Kilted sentinels, wearing the plumed bonnet, tasselled sporan or purse, and the dark tartan, striped with yellow, of the Gordon Highlanders, appeared at the different bastions as he passed the drawbridge, entered through many a strong gate studded with iron, and the black old arch where the two portcullises of massive metal hang suspended.
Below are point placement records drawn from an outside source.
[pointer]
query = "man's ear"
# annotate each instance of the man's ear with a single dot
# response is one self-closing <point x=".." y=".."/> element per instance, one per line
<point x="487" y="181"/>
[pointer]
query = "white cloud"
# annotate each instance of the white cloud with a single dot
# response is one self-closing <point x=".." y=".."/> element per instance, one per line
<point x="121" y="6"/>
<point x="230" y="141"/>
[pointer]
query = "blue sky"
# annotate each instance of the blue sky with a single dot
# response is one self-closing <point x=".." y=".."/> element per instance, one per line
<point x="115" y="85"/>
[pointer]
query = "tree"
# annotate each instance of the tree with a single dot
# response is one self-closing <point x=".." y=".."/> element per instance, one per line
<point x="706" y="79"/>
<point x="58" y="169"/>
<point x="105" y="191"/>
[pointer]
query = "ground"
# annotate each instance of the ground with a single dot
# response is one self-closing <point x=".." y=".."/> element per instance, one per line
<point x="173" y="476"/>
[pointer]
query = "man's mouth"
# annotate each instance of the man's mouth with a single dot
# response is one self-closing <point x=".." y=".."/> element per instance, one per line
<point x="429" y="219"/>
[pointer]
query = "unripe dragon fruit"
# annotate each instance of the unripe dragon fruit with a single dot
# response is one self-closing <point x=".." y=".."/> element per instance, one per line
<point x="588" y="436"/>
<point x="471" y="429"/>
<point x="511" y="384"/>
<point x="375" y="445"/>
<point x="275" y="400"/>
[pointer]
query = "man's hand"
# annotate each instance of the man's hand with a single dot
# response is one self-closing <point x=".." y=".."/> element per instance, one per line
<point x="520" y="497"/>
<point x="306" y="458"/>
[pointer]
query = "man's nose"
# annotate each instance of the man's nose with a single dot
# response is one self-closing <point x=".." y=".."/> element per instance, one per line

Ronald, for the first time since he left home, found himself confounded and abashed when he was received by the haughty staff-officer in the cold and stiff manner which these gentlemen assume to regimental officers. Here he reported himself, as the phrase is, and presented the letters of the adjutant-general. It was in a gloomy apartment of the old palace, and the very place in which the once beautiful Mary of Guise breathed her last. Its furniture consisted of two chairs and a hardwood table covered with books, army lists, papers and dockets of letters: boards of general orders, a couple of swords, and forage-caps hung upon the wall. A drum stood in one corner, and an unseemly cast-iron coal-box bearing the mystic letters "B.O." stood in another. A decanter of port and a wine-glass, which appeared on the mantel shelf, showed that the occupant of the office knew the secret of making himself comfortable.